One commonality between movement artists is being told, at one point or another, “It’s all about your foundation.” Whether the focus is on strength, flexibility, versatility, or refinement every dancer with aspirations to pursue a career has been advised to train their foundations. The dance industry has expanded those opportunities for training, making it more and more accessible to expand one's knowledge and opportunities. That’s all well and good... if you want to be a performance artist.
The same cannot be said for the foundation of the dance industry as a whole. I am talking about the administrative side, the “other side” of the dance world. If we look at the economic structure of the dance industry, we see that it has developed its own world to survive. Artists have always created jobs for very specific markets, following specific pathways of work, such as teaching, competitions, residencies, commercial work, music videos, broadway, and so on. There are a few who have emerged, surpassing the cyclical routine of dancers who pay dancers, who pay dancers.
How do these few emerge?

With Management and Administrative Support.
Organizations have developed over the past 20 years that are creating roles not traditionally offered to dancers. Some of these include Managers, Agents, and Production Companies. The companies are small, yet they have made drastic waves within the dance industry, creating a new necessity for movement in both commercial and concert worlds.
One major issue in our community is that the artists are not aware of opportunities beyond being a creative, a teacher, a performer, or an agent.
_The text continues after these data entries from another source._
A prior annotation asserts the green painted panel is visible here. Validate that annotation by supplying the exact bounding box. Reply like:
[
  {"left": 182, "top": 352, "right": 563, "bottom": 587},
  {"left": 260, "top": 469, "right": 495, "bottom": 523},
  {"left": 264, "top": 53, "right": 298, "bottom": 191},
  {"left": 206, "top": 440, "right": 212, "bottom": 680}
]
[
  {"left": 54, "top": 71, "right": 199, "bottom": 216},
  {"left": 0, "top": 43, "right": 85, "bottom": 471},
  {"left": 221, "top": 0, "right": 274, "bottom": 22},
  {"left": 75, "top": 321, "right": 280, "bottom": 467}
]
Dance and Art Administrative practices have been marginalized within greater education structures. These outlets for work do not differ so drastically from what an artist might seek in a “side gig”, yet there is a gap in understanding that these opportunities do exist and more can exist, with the right knowledge and networking to connect those who are curious about alternative ways to work within their passion. You could be a Booking/Touring Agent, Stage Manager, Producer, Independent Artist Manager, Company Manager, Venue Manager, Programmer, nonprofit employee, Creative Director, Casting Agent, not to mention each of those people need an assistant! This is the foundation the dance industry is missing. A growing point, an offering of education to be shared, applied and evolved.
Speaking from my own experience, I have been fortunate to work with some leading artists in our community thanks to Box Artist Management [founded by Ben Totty] and Sharing Spaces Productions [founded by Barbara Frum]. Both organizations allowed me to work for artists such as Sonya Tayeh, Emma Portner, Holly Blakey, Teresa “Toogie” Barcelo, Coral Dolphin, Kiani Del Valle, and Benjamin Milan in New York, Los Angeles, London, Berlin and France. We worked on jobs casting, directing, producing, negotiating, and managing in both concert and commercial worlds with Burberry, Valentino, Gap, Banana Republic, New York City Center, The Tate, Tove Lo, Celeste, Years & Years, Miguel, Billboard Music Awards, and so many more.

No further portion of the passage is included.